Stories, and Statistics
I’ve been wondering about the two ways of exploring the world recently. Stories, and statistics. Stories are causal interpretations of chains of events, one leading to another with barely a break. And statistics are analyses of the level of randomness of an event, trying to distill actual occurences from randomness. We use both, in varying ways, to try and make sense of everything, and we make a right mess of things when we try and combine the two.
One is an abductive process, where we craft the stories of how something came to be, based on pattern recognition, knowhow, and general leaps of faith. And the other is a deductive process, where we gather all the data and then assess outcomes against all possible explanations, coming with one that explains the deviations best. With any sufficiently complex phenomena, we are better off thinking statistically, because that would reduce the chance that we jump to poorly formed conclusions. Stories have to be formed through sufficient repetition.
In things like climate science, economics, or medicine, we seem to rely more on stories, despite statistics being a better approach as we have more data, because stories bring us comfort and the premium we put on comfort is rather high.

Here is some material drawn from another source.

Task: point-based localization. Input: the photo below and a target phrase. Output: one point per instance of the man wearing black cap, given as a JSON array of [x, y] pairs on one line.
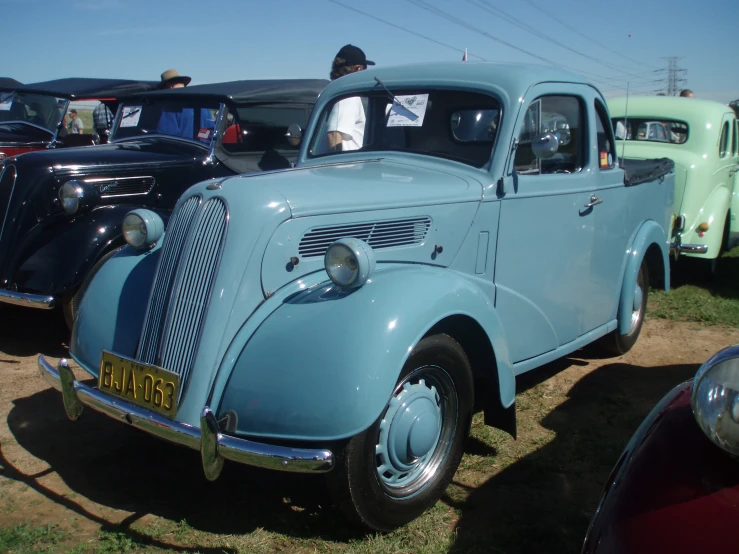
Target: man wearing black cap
[[75, 123], [347, 119]]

And in things like entertainment, which should ideally be based on stories, we rely on statistics to predict the next box office hit or the next popstar, which is a reductive approach to a complex problem.
Applying different modes of thought at will is what helps us be better, and knowing when to do what is a far stronger ability than to think about the mind in terms of biases against a platonic template. If folks knew how to apply these different modes of thought, we would be able to solve most of the debates we keep having, and actually move forward.